相対ハート



絵文字すら使わない私が、ましてやハートだなんて、どこか気恥ずさを感じたからだ。


…使いたい。
…使えない。


相反する気持ちが、私のココロの中で葛藤を生み出していた。



資料室の前まで来ると、私は勢いよくドアノブを捻り身を滑り込ませ、力任せにドアを閉める。

…こんなの、ただの八つ当たりだ。
物に当たるだなんて、子供じゃあるまいし…と、渇いた笑いが漏れた。


手にしたファイルを元の位置に戻すと、
『ああ、やっと1日が終わった。』
と、両手で顔を覆いその場にしゃがみ込む。


【今日】という日が終わった。
彼の居ない【1日】が…。


この資料室で一人になって、【会社での私】と言うネジが何処かに弾け飛んだのだろうか…。

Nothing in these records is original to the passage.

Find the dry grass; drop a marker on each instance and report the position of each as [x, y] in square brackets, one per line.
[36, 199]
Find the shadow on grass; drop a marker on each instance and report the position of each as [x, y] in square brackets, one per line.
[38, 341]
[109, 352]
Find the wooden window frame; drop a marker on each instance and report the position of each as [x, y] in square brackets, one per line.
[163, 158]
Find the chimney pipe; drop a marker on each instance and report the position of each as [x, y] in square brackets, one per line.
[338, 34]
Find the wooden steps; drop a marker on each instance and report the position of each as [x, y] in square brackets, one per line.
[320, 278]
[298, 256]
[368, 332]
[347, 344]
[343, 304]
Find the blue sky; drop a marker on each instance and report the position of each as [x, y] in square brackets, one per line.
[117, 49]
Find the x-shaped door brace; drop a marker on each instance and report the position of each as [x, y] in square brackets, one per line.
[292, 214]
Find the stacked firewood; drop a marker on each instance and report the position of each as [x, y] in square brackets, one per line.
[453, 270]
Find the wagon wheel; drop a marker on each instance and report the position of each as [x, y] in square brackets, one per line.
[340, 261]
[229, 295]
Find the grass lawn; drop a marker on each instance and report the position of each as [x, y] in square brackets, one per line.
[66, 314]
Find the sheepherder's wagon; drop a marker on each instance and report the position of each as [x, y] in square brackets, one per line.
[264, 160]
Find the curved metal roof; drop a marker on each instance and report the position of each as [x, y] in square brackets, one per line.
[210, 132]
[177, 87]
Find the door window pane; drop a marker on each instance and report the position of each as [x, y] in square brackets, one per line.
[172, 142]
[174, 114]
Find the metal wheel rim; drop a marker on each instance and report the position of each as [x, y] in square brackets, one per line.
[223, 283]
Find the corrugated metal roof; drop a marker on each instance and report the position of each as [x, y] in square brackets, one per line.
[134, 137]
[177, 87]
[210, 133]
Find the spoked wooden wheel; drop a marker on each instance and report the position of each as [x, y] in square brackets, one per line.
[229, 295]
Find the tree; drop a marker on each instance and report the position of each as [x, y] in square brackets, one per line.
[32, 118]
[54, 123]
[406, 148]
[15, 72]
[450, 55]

顔を覆い隠していた手の平には、生暖かい涙が流れ始めていた。


会いたい。

…会いたいよ。

…もっと、一緒にいたいの。

…私は、こんなにも貴方に



「…会いたい。」



自分で本音を吐き出すと、もっともっと会いたくなって、切なくなって…。

自分の発した言葉が、自身の胸を締め付けさせた。